When she says “Across the board, everybody’s obsessed with their smartphones: More than 40 percent say their phone contains “everything they need to know.”” What she is actually saying is that 40 percent (of six times as many Americans) say that their phones contain all they need to know in order to be successful in their lives in the modern era.
Another example of an argument using Logos in this article appears near the end of the writing in the paragraph quoting the Columbia Law professor Tim Wu’s article in The New Yorker (Wu). Using his article, she supports her written defense of the scenario where there is “a time traveler from the early 1900s encountered a modern-day person with a smartphone…” This is a very visual way of saying that, from our perspective, the modern-day person would just “seem like some chick with a phone.” Just because we have grown up in the age of digital awareness does not make our forefather’s plight any less demanding. She is reminding us that the use of sticky notes and journal entries were the antecedent to search engines like Google, but even those things were new to some generation at one point.
She uses Ethos most strongly in her last paragraph where if, as she states, that the premise of the Kaspersky Research, now four months old, must have outlived its ability to be remembered and thereby, is eligible for forgetting.
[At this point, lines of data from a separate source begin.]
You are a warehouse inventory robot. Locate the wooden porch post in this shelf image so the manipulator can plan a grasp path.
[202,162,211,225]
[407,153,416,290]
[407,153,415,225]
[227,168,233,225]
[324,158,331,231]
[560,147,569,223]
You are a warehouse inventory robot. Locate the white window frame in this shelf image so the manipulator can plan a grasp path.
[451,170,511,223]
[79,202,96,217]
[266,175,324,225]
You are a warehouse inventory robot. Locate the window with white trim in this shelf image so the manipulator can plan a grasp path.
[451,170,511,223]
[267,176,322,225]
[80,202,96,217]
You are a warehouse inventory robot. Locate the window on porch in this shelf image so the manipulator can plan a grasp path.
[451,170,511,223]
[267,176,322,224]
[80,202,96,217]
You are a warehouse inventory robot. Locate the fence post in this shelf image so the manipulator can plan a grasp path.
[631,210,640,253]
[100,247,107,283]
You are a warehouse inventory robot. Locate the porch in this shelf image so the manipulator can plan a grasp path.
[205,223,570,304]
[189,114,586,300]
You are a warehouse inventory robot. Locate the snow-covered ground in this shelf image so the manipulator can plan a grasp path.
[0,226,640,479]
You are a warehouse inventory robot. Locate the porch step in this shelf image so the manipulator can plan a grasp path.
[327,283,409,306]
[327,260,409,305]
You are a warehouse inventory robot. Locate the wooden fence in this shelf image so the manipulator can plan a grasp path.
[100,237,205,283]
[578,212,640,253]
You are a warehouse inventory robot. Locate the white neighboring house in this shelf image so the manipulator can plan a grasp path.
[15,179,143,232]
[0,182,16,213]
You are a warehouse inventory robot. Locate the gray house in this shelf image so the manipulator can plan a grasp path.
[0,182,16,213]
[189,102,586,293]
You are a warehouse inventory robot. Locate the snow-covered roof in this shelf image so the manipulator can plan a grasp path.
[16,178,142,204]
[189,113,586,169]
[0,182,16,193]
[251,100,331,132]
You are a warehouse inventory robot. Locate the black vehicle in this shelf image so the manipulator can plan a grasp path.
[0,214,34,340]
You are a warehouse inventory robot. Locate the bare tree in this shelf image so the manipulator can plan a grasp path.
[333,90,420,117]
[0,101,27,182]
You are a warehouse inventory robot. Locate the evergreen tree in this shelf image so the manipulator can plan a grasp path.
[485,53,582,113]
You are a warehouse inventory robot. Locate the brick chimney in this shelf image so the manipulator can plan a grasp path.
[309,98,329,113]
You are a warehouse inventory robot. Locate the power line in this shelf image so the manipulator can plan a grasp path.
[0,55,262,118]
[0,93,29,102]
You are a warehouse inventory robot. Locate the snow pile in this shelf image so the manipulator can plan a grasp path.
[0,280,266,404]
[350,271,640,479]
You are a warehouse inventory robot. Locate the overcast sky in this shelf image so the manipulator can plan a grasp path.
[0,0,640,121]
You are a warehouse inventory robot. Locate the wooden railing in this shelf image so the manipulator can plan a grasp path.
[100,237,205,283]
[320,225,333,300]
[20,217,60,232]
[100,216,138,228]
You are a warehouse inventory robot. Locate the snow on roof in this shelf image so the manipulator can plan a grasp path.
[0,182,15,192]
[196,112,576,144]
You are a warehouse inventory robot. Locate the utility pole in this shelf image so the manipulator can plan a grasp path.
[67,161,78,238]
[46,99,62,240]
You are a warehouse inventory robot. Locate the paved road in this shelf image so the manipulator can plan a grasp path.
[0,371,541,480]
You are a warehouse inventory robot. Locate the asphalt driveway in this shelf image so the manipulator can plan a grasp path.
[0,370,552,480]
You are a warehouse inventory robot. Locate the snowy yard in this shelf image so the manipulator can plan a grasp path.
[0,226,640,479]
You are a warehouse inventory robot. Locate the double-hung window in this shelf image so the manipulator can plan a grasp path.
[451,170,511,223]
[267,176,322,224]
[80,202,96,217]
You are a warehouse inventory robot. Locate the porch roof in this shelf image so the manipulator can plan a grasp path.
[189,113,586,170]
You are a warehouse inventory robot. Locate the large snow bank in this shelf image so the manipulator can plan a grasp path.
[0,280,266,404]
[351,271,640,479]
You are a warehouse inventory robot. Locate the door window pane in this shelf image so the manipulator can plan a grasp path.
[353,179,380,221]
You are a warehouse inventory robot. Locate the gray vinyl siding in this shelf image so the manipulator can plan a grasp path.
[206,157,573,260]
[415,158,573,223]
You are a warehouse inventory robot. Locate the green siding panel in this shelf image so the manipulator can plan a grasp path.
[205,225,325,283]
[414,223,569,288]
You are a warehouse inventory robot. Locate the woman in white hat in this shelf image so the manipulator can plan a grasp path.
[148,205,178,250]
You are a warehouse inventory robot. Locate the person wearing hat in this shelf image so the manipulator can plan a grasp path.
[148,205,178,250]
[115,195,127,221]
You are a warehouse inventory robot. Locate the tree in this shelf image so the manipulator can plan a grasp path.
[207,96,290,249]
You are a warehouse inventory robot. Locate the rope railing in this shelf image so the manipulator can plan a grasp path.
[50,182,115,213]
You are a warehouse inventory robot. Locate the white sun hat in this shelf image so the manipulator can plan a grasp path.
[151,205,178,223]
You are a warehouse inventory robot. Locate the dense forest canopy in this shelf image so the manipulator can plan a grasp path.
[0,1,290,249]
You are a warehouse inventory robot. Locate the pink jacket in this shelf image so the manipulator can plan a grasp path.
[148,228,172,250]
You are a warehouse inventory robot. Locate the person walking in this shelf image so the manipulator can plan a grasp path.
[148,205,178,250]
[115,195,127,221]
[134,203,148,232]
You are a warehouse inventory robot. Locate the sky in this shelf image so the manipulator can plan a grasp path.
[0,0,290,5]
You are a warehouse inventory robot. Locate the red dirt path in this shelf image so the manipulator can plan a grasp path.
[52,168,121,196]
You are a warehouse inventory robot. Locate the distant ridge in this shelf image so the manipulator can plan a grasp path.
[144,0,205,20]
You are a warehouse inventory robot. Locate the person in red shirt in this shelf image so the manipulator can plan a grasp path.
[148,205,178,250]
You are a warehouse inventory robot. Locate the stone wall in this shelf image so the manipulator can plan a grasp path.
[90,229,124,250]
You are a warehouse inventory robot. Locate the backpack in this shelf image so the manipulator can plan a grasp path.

Yet, obviously, the data isn’t forgotten as she has not only quoted it in her article, but used it substantially as her argument. She does this with a theatrically sarcastic ending which proves her point.
In conclusion, this article uses both fact and fiction in an appealing way to convey the message that we are changing the way we do things, but that it may not be any more different than how we did things in the past. This type of argument is a mixture of what I appreciate the most, because she uses a sense of humor that is sorely lacking in most scientific, data based publications. I only wished she would have stayed true to her audience by keeping her comments more geared to her intended American listeners. Dewey appeals to Logos and common sense when she says “But generally speaking, your brain has only so much space to store memories — rather like your phone. At some point, you have to delete all those old photos and apps to take new ones.” This reads well because it appeals to our sense of rational perception, and that is the way to my literary heart. Works Cited
Dewey, Caitlin. The Intersect: Google is making you more forgetful. Here’s why that’s a good thing. 8 10 2015. Web.
Digital Amnesia. Kaspersky Lab. Kaspersky Lab. 19 6 2015. Web. 19 10 2015.
Rodriguez, Ashley. “Just Googling it” is bad for your brain. 8 10 2015. Web.
Wu, Tim. "If A Time Traveller Saw a Smartphone." 10 1 2014. The New Yorker. Web.